Dans ce paysage, la démocratie moderne s’est présentée comme l’héritière technique et séculière de l’Ancien Testament. Elle a simplement remplacé la « souveraineté de Dieu » par la « souveraineté du peuple ». Conçue pour institutionnaliser la méfiance envers le pouvoir, elle a tenté de réaliser le rêve de Samuel via la séparation des pouvoirs de Montesquieu (Législatif, Exécutif, Judiciaire). Aucun homme ne doit tout posséder.

La démocratie a également laïcisé le rôle du prophète en le fragmentant entre le citoyen (droit de vote, manifestation), les médias d’investigation (quatrième pouvoir) et une justice indépendante. Elle a instauré la primauté de la Constitution et de l’État de droit : personne, pas même le chef de l’État, n’est au-dessus de la loi commune.

Tout serait parfait dans ce système si la corruption n’existait pas.
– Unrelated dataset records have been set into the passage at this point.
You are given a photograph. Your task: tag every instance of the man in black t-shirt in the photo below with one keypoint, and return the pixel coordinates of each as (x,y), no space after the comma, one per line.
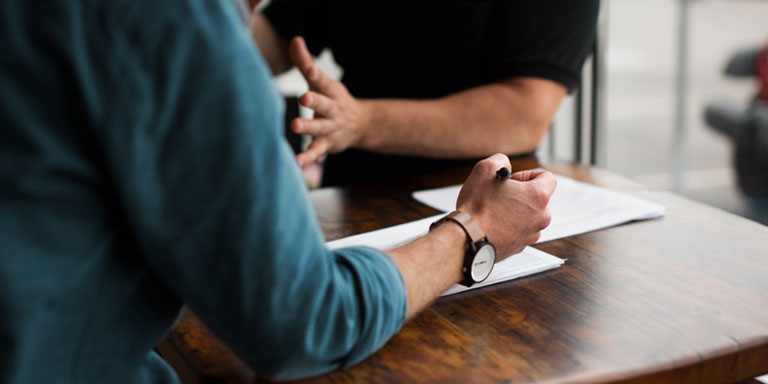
(427,83)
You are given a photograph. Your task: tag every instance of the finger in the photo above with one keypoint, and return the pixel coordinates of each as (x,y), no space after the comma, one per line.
(319,103)
(544,180)
(488,166)
(525,175)
(317,149)
(300,55)
(314,127)
(317,79)
(541,188)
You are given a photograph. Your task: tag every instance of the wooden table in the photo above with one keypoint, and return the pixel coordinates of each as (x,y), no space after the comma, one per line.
(679,299)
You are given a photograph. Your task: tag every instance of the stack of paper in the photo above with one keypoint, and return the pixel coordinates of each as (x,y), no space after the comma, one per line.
(576,208)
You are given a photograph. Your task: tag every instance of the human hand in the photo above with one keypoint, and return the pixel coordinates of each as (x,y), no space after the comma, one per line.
(339,117)
(512,212)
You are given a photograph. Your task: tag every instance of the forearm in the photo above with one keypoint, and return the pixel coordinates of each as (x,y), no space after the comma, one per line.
(430,265)
(506,117)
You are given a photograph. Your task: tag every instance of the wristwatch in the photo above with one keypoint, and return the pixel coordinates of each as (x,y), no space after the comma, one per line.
(480,254)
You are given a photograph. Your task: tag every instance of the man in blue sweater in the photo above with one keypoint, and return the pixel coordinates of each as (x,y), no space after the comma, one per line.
(142,168)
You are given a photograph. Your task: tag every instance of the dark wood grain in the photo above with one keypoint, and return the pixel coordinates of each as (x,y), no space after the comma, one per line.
(681,299)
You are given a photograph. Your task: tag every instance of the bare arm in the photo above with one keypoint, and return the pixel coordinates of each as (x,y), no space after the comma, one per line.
(431,264)
(509,116)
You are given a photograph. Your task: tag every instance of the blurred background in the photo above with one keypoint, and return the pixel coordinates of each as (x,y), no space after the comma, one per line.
(661,62)
(642,41)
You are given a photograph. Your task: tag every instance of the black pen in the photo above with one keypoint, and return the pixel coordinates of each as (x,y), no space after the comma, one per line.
(503,174)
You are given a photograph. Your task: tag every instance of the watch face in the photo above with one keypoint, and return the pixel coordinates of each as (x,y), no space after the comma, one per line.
(483,262)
Le grand conflit actuel réside dans ce nœud :

Pour la démocratie, la loi vient d’en bas (le peuple décide et les lois changent).

Pour le religieux dogmatique, la loi vient d’en haut (les commandements sont divins et éternels).

Cependant, l’observation du monde contemporain révèle un échec abyssal de la démocratie. Face à ce que beaucoup qualifient d’invasion du tiers monde, le système démocratique s’est transformé en une forme de dictature technocratique. Prisonniers de traités internationaux supranationaux et d’une « dictature des juges » non élus, les gouvernements n’obéissent plus à la volonté des peuples mais à des dogmes juridiques abstraits. La souveraineté populaire est bafouée, les frontières sont abolies et la sécurité culturelle est détruite.

Conclusion : La souveraineté de la conscience

Aucun système/régime/politique/monarchique terrestre ne possède les capacités de satisfaire les humains et leurs besoins.

Ce naufrage politique et moral nous ramène à la seule conclusion lucide : rien n’est parfait en ce bas-monde et la perfection n’appartient qu’au Créateur. Les systèmes humains, qu’ils soient politiques ou religieux, finissent toujours par s’effondrer sous le poids de leur propre hubris. Face au chaos des nations, la seule véritable liberté réside dans la souveraineté de sa propre conscience et dans le choix de s’en remettre à Dieu.